Documentation is different than Q&A. While Q&A edits should be able to be reviewed without knowledge in the subject, in most cases, Documentation should be the opposite and almost always require subject knowledge to verify the edit does not invalidate the example/topic or make them incorrect. Since documentation is meant to be correct rather than just an attempt at someone explaining something they think they know (as answers are) we need to empower reviewers without subject knowledge with that little bit extra information they may not have, and may not catch even if they do briefly search on the internet for the correctness of the change.
If the team is completely against showing all rejections, "duplicate" and "copied content" at least should be shown, to give reviewers a heads up that they should check the suggested duplicate or the potential plagiarism before reviewing.
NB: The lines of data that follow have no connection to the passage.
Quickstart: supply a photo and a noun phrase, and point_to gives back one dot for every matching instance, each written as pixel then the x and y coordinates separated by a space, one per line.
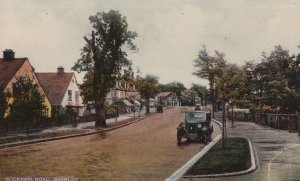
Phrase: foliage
pixel 104 58
pixel 28 103
pixel 174 86
pixel 4 96
pixel 208 67
pixel 201 92
pixel 148 88
pixel 272 85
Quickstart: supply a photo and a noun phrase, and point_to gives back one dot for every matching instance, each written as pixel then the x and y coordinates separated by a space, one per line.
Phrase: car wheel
pixel 179 139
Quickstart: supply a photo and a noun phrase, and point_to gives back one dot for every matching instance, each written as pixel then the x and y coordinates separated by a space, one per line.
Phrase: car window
pixel 195 115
If, as suggested in the comments, it's decided only users over a certain rep threshold should be able to see these votes, the minimum rep to review docs should be raised to meet this level. The reviewers really should be able to see this, in case something important is pointed out in the reject reason but not in the comment section, or in case the reviewer misses the comment.
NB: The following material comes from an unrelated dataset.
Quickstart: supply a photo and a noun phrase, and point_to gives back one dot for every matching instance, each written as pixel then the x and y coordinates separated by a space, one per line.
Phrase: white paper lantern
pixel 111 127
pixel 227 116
Something about this needs to be done. Documentation should be accurate in technical detail. Since the review queue does not limit who can review what tags*, we have to have a way to show the reviewers that don't catch the comments and don't know the material there is something off about the proposed change. This is still an issue, and something needs to be done. Showing the red "reject" message to future reviewers seems like a good place to start.
* I do not feel we should limit the queue, for example by tag score. Some of us have a hard time finding questions worth answering in the tags we are interested in. However, if this remains a problem, I would gladly support this more extreme measure to help ensure the quality of Documentation topics and examples.
As a side note, since the introduction of the review queue, I have rolled back four changes that should not have been made in the regex documentation, and I am debating whether another new one needs rolled back. There have been about 20 regex changes proposed, and approved, since the queue was added and zero rejected. That number includes the changes that I made to roll back changes that should have been rejected. This feels like too high of a false positive rate.